Kejatuhan Assad telah memungkinkan Turkiye, melalui proksinya di Suriah, yaitu Tentara Nasional Suriah (Syrian National Army), untuk melawan pasukan Kurdi di Suriah yang bersekutu dengan musuh bebuyutan Turkiye, Partai Pekerja Kurdistan (atau PKK).
Kelompok militan yang memimpin serangan terhadap rezim Assad hingga akhirnya tumbang, yaitu Hayat Tahrir al-Sham (HTS), dimasukkan dalam daftar organisasi teroris oleh Ankara. Namun, Turkiye telah beroperasi bersama kelompok itu selama bertahun-tahun di Suriah utara dan Turkiye diyakini memiliki pengaruh signifikan terhadap kelompok tersebut.
Turkiye telah menegaskan dukungannya terhadap keutuhan wilayah Suriah. Namun hal yang paling tidak diinginkan Turkiye adalah terbentuknya wilayah otonom Kurdi di perbatasannya atau gelombang baru para pengungsi yang disebabkan oleh ketidakstabilan di Suriah.
Ankara telah melakukan sejumlah serangan ke wilayah Suriah sejak tahun 2016 dengan tujuan memukul mundur kelompok ISIS atau militan Kurdi dan menciptakan zona penyangga di sepanjang perbatasannya. Kini, Turkiye menguasai sebagian wilayah di Suriah utara.

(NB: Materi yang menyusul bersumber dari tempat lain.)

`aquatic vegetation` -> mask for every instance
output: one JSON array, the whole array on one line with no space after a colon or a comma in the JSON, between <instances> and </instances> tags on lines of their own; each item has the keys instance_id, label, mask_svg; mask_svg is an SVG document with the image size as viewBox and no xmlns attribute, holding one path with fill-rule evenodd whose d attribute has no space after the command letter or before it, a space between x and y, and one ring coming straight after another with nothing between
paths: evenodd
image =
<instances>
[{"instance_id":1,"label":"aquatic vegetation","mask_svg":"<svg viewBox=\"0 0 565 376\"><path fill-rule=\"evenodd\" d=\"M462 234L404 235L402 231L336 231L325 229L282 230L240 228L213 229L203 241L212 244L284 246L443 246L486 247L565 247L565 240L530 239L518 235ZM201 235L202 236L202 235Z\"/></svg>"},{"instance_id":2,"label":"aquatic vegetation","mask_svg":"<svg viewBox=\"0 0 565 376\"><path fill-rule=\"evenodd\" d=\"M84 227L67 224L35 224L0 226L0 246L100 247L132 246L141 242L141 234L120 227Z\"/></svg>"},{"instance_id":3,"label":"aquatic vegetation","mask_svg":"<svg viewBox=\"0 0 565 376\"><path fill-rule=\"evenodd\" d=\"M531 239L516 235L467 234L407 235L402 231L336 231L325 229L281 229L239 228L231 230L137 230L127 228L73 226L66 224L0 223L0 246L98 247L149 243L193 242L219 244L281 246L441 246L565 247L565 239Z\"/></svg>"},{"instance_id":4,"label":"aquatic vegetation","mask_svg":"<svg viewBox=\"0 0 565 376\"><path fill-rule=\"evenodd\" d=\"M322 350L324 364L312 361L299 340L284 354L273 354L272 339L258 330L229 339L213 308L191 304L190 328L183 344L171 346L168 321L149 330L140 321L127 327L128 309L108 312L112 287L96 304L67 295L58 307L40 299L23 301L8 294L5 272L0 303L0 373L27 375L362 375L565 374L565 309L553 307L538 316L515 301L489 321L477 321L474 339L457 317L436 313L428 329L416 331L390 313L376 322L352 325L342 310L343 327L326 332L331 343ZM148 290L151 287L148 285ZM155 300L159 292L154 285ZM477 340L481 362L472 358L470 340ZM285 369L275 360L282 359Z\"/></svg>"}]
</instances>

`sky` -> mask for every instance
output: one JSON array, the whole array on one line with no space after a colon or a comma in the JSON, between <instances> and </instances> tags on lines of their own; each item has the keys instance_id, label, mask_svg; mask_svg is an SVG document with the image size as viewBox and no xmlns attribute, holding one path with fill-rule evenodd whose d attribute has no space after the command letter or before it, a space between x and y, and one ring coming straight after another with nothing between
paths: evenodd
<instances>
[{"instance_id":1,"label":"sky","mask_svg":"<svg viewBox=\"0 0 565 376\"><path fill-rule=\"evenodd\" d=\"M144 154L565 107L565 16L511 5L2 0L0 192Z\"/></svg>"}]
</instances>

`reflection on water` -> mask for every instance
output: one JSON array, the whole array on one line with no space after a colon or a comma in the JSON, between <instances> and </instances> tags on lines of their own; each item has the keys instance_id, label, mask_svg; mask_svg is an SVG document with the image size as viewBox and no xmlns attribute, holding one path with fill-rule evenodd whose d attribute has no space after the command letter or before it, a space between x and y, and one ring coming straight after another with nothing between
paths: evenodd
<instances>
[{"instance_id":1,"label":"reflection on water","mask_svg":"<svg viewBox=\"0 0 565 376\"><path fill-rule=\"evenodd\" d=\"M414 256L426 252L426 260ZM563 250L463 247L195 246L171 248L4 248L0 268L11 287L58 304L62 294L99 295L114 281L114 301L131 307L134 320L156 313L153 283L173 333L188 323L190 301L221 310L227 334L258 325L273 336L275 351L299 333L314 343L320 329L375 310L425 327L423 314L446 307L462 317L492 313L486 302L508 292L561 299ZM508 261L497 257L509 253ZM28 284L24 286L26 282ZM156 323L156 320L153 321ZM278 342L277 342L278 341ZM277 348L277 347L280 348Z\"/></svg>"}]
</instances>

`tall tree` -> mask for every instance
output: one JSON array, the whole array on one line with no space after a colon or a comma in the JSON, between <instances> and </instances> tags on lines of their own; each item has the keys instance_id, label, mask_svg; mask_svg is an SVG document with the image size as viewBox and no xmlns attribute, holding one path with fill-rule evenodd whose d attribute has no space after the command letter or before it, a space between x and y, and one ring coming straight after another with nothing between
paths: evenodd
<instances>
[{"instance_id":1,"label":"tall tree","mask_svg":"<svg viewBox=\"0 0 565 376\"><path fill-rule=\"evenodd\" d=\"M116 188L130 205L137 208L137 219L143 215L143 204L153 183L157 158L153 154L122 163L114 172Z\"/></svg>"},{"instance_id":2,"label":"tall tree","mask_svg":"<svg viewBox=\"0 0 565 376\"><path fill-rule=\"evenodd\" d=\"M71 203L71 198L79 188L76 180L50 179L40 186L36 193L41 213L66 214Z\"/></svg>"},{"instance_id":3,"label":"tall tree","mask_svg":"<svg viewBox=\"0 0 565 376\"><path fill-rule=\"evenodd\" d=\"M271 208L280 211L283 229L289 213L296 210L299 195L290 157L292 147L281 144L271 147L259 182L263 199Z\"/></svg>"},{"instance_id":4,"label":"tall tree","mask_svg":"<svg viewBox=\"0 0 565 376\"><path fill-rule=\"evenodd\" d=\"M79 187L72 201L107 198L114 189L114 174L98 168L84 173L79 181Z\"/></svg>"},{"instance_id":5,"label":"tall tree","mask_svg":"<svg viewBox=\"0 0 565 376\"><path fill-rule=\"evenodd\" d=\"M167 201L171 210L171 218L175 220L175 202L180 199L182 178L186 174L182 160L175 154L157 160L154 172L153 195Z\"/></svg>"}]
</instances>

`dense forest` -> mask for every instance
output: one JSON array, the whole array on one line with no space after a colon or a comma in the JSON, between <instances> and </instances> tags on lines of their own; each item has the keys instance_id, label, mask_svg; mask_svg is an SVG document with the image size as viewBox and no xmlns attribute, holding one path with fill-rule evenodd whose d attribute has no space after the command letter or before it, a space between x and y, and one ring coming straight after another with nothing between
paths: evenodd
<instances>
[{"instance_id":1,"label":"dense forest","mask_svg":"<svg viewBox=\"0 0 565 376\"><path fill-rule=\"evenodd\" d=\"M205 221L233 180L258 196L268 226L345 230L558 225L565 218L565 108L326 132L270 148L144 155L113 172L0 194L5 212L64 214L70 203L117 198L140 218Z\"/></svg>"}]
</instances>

Turkiye menempatkan pasukan di wilayah Suriah barat laut dan memberikan dukungan kepada beberapa kelompok pemberontak yang ambil bagian dalam serangan terhadap rezim Assad, termasuk Syrian National Army (SNA) atau Tentara Nasional Suriah.
Turkiye sebelumnya terlibat dalam sejumlah upaya diplomatik untuk menyelesaikan konflik antara rezim Assad dengan para pemberontak, termasuk mengadakan pembicaraan dengan pendukung utama Assad, yaitu Rusia dan Iran.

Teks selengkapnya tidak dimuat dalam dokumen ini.